My personal experience is that threading in JavaScript is traditionally seen as sacrilegious, multi-threading and the issues it brings should be abstracted from the common user as most are unable to deal with those issues when they inevitably crop up.
Comment 11 JF Bastien 2017-09-01 08:08:31 PDT
WebKit already supports SharedArrayBuffer (and Atomic). Fil’s proposal is complementary to that feature set. They don’t do the same thing.
Comment 12 Asmithdev 2017-09-01 08:15:41 PDT
I understand, my concern lies in the formation of a new way to do threading in the language that will supersede the existing worker spec that has already struggled to gain mainstream acceptance even with several competing solutions available for free to make it easier to use in the real world. 

I strongly encourage exploring not adding new ways to do threading but making it easier to adopt the current threading model or even incorporate abstracted threaded execution of logic to the end user. If code could be written sequentially but intelligently controlled to scale and be executed (internally) across N threads using things like async/await for sequential control then there wouldn't even be a need for a threading spec being exposed to the end user.

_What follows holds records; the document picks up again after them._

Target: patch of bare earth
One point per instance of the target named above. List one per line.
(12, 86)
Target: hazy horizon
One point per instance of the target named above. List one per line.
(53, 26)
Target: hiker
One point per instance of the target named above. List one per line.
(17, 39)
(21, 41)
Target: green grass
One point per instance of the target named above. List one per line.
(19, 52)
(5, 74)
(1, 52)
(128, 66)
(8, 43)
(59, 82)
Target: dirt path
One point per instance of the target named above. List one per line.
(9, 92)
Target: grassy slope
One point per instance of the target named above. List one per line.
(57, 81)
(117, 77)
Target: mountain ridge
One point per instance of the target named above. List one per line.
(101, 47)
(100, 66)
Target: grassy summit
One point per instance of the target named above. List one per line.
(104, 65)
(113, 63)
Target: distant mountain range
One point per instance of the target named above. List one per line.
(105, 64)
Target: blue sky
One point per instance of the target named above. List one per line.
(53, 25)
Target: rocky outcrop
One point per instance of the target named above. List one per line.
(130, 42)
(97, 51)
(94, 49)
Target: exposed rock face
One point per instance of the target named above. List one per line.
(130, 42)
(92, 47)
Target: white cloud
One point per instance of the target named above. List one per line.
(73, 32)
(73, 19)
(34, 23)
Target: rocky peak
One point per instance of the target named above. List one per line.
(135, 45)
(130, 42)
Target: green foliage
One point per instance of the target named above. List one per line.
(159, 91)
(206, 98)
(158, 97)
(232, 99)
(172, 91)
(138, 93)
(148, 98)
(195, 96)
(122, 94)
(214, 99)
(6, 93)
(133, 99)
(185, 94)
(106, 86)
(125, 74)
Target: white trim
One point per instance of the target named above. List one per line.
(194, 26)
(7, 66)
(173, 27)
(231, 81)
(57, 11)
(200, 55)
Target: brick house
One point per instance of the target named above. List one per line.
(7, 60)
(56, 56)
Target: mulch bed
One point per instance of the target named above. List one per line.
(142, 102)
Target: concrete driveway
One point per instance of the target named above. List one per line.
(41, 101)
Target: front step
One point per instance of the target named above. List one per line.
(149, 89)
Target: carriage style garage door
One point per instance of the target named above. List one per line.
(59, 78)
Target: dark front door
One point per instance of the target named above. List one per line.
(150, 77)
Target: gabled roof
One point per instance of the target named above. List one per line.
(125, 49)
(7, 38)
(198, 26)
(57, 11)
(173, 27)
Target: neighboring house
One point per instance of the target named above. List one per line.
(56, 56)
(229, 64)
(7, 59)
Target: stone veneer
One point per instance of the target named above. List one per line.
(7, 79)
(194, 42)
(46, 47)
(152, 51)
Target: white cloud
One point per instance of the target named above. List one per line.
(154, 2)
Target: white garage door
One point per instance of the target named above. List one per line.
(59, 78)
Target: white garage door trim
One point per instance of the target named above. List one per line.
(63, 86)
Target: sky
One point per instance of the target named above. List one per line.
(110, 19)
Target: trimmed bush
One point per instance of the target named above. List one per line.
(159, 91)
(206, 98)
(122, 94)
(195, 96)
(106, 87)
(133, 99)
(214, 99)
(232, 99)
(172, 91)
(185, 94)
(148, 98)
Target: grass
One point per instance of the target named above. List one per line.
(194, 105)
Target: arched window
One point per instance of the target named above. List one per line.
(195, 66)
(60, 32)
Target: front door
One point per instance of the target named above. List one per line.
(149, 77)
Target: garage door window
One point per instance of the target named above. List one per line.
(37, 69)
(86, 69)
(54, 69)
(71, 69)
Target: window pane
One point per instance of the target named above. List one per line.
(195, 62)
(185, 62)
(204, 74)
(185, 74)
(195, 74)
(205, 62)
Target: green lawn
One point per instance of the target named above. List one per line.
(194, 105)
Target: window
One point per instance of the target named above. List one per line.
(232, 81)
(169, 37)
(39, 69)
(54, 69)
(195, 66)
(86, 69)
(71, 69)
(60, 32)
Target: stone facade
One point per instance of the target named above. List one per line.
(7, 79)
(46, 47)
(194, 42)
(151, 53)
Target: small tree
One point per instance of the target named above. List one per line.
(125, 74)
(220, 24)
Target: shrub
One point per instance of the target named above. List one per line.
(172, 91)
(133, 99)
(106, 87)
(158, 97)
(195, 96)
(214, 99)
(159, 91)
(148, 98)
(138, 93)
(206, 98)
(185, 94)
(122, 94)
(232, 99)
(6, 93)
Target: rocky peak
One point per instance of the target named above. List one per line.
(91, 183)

Comment 13 JF Bastien 2017-09-01 08:34:30 PDT
OK so you’re not asking for something else being implemented in WebKit, but for this proposal to be dropped because you think what’s already available is sufficient?
Comment 14 Asmithdev 2017-09-01 08:38:27 PDT
Correct, I think what is already available with the current WebWorker, Atomics, and Transferables / Structured Cloning is more than sufficient to accomplish any form of concurrent and even parallel execution of logic. Another threading spec will only further fracture the ecosystem and delay adoption of threaded JavaScript
Comment 15 Filip Pizlo 2017-09-01 09:50:51 PDT
(In reply to Asmithdev from comment #14)
> Correct, I think what is already available with the current WebWorker,
> Atomics, and Transferables / Structured Cloning is more than sufficient to
> accomplish any form of concurrent and even parallel execution of logic.
> Another threading spec will only further fracture the ecosystem and delay
> adoption of threaded JavaScript

Please file a different bug then.  This bug is not the right place to have this discussion.
Comment 16 Asmithdev 2017-09-01 10:54:56 PDT
Can the same underlying mechanisms that provide the functionality for workers today not be used in the manner described to speed up the javascript core?